Happy Monday everyone. Man, lots of catching up to do on here. I am sorry I am always so absent over the weekends. Our computer at home is in the basement, and I just never really go down there. So I don't check much on here over the weekends.
I drank again this weekend, and am paying for it today. I don't know what is wrong with me, or why I do it. I am just so pissed at myself and don't know where to turn anymore. I always have such great intentions of not drinking, and really plan on doing it. But I fall every time. I just don't know if I can do it. I just for once want a weekend where I feel good and not hung over all the time! Just ONCE! Is that too much to ask? Apparently it is!
But I am going to explore some different recovery programs. Obviously SR alone is not enough. I don't drink because I want to, I drink because it hurts to bad NOT to.
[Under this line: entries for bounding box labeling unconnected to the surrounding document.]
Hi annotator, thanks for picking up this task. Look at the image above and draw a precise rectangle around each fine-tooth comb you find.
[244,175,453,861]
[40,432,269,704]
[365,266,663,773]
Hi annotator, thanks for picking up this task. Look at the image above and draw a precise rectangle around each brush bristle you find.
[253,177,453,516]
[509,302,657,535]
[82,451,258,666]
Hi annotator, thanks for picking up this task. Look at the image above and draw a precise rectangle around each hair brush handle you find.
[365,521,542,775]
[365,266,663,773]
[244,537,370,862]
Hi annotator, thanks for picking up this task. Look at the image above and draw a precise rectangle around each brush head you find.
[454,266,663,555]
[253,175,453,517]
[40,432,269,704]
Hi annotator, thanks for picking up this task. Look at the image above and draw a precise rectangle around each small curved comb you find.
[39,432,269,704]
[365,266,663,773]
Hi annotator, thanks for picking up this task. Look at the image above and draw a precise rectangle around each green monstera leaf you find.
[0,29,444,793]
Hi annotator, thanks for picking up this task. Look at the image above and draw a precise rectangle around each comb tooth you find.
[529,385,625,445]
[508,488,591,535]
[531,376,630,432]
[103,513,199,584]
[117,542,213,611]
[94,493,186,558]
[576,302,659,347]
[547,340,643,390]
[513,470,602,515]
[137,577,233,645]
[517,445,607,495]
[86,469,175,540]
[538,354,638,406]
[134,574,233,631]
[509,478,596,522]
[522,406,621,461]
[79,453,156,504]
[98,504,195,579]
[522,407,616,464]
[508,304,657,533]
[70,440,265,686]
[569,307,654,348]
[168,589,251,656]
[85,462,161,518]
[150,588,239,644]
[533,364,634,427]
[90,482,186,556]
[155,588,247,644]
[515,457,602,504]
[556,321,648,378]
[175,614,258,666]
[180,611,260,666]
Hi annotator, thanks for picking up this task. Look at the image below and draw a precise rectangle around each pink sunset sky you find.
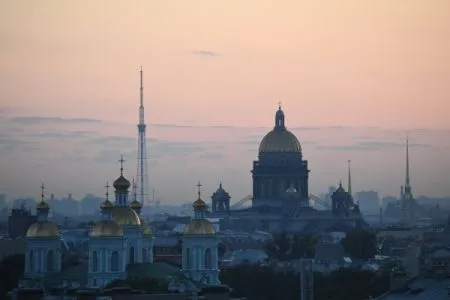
[0,0,450,202]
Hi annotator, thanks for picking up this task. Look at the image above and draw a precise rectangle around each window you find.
[29,251,35,272]
[92,251,98,272]
[205,248,211,269]
[111,251,119,272]
[185,248,191,269]
[128,247,134,264]
[142,248,147,262]
[47,250,55,272]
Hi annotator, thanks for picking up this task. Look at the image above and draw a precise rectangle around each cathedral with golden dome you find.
[220,105,367,234]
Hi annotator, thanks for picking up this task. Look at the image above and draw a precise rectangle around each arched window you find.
[47,250,55,272]
[205,248,211,270]
[185,248,192,270]
[111,251,119,272]
[29,251,35,272]
[92,251,98,272]
[142,248,147,262]
[128,247,134,264]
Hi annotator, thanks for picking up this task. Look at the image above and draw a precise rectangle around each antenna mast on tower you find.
[136,67,149,206]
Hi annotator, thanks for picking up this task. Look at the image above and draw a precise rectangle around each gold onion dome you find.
[141,222,153,236]
[184,219,216,235]
[111,205,141,225]
[113,174,131,190]
[36,199,50,210]
[100,199,114,210]
[192,198,208,210]
[90,220,123,237]
[336,182,346,194]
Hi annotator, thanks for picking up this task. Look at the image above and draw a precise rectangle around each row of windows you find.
[28,250,56,272]
[92,247,149,272]
[185,248,212,269]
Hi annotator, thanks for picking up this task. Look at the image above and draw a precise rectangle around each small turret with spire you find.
[275,102,286,130]
[192,181,208,219]
[130,179,142,215]
[36,183,50,221]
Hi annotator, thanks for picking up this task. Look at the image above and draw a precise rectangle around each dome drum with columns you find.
[88,158,153,287]
[252,105,309,213]
[24,184,61,279]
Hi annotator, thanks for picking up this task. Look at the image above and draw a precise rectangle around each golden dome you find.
[113,174,130,190]
[36,200,50,210]
[141,222,153,236]
[100,199,114,210]
[192,198,208,210]
[184,219,216,235]
[286,186,297,194]
[130,200,142,210]
[25,221,59,238]
[259,128,302,153]
[90,220,123,237]
[111,205,141,225]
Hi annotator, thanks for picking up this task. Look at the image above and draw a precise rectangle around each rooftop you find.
[378,279,450,300]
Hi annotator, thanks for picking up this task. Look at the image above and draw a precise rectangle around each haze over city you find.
[0,0,450,203]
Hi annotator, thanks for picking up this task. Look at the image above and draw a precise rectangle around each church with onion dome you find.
[88,158,153,287]
[22,162,220,290]
[220,105,367,234]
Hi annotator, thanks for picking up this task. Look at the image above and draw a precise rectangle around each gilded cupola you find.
[90,183,123,237]
[259,104,302,154]
[25,184,59,238]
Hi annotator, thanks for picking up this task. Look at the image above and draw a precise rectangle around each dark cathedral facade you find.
[218,106,367,234]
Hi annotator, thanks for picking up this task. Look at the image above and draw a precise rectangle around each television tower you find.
[136,67,149,206]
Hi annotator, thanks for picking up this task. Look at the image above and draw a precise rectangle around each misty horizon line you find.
[6,113,450,131]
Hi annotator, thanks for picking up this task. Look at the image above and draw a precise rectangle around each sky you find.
[0,0,450,203]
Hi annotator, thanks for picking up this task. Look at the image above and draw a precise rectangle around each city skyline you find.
[0,0,450,203]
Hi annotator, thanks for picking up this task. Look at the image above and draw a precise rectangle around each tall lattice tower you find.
[401,138,416,227]
[136,67,149,206]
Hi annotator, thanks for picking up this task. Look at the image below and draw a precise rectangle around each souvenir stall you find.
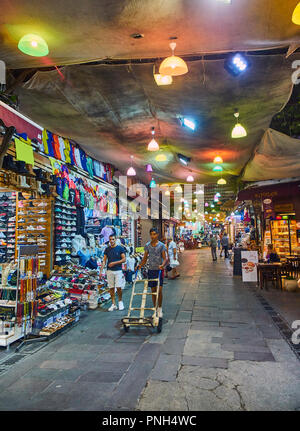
[0,101,121,346]
[238,181,300,257]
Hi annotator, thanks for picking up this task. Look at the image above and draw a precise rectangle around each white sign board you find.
[241,251,258,281]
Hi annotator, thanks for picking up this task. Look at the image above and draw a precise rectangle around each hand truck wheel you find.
[157,317,162,334]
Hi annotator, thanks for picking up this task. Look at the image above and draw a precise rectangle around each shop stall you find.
[0,100,130,346]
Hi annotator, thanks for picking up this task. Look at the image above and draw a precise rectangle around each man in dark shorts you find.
[100,234,126,311]
[138,228,167,317]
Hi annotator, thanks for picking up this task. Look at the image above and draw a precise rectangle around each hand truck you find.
[122,271,162,333]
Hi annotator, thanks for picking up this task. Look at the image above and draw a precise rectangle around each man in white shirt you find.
[168,238,180,280]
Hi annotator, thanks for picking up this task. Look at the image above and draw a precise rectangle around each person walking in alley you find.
[168,238,180,280]
[100,235,126,311]
[209,234,217,261]
[221,232,229,259]
[138,228,167,317]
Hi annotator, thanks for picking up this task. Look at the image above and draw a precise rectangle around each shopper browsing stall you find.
[168,238,180,280]
[100,235,126,311]
[138,228,167,317]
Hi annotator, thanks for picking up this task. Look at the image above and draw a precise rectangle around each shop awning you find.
[237,181,300,201]
[243,129,300,181]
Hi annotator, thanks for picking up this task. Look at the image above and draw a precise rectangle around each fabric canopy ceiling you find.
[0,0,299,68]
[243,129,300,181]
[15,54,298,183]
[0,0,299,183]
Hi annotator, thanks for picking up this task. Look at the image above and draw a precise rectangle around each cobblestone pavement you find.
[0,250,300,411]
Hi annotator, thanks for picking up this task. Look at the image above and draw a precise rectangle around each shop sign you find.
[241,251,258,282]
[263,199,275,218]
[274,204,294,213]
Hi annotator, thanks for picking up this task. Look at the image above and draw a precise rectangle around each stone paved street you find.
[0,250,300,411]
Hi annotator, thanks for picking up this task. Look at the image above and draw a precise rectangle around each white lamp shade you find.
[127,166,136,177]
[159,55,189,76]
[148,138,159,151]
[154,73,173,85]
[231,123,247,139]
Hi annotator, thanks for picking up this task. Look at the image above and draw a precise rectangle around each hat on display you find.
[2,154,17,172]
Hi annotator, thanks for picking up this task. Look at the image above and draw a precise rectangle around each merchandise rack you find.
[0,245,47,351]
[16,197,53,277]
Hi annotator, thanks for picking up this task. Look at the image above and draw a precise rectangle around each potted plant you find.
[283,275,298,292]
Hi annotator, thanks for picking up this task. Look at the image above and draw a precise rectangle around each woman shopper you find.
[209,234,217,261]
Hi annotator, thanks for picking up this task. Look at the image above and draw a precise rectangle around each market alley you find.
[0,249,300,411]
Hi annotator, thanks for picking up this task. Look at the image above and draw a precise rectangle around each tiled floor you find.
[0,250,300,410]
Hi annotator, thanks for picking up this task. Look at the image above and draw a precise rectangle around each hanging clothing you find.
[79,148,88,172]
[74,147,82,169]
[64,138,71,163]
[86,157,94,178]
[53,135,61,160]
[58,136,66,162]
[76,207,85,235]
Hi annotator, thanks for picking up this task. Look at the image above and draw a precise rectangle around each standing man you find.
[221,232,229,259]
[100,234,126,311]
[168,238,180,280]
[138,228,167,317]
[209,234,217,261]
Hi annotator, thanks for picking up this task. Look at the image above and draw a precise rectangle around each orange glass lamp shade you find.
[155,154,167,162]
[127,166,136,177]
[214,156,223,165]
[18,34,49,57]
[159,42,189,76]
[292,3,300,25]
[154,73,173,85]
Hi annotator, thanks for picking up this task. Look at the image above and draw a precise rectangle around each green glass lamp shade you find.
[18,34,49,57]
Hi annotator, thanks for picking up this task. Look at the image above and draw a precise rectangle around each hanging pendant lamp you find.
[155,154,167,162]
[18,34,49,57]
[213,165,223,172]
[149,178,156,189]
[153,63,173,86]
[127,156,136,177]
[292,2,300,25]
[214,156,223,165]
[148,127,159,151]
[231,111,247,139]
[159,42,188,76]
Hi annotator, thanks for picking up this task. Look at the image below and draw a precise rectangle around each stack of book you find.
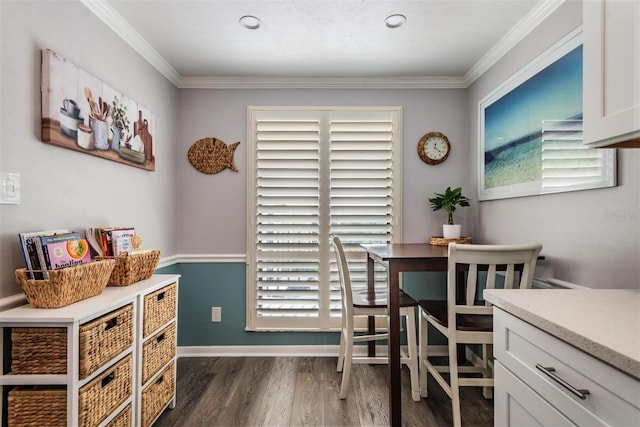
[87,227,136,257]
[19,230,91,280]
The withdrawals start kicking in, and they just hurt too bad so I drink and they go away. The longest I have made it since I have started this quest back in June is 7 days. How pathetic am I?
Anyways, wish me luck as I try some new methods and so happy for all of you doing this!
BF- Sorry about the pumpkins! Someone smashed my daughters pumpkin a few weeks ago. It was a special one my Dad made for her with her name carved in it. Some kids are just mean! I did my fair share of bad things back in the day, but I never smashed a pumpkin. I knew some kid would be heart broken. I wish they would think of others before they do stuff like that.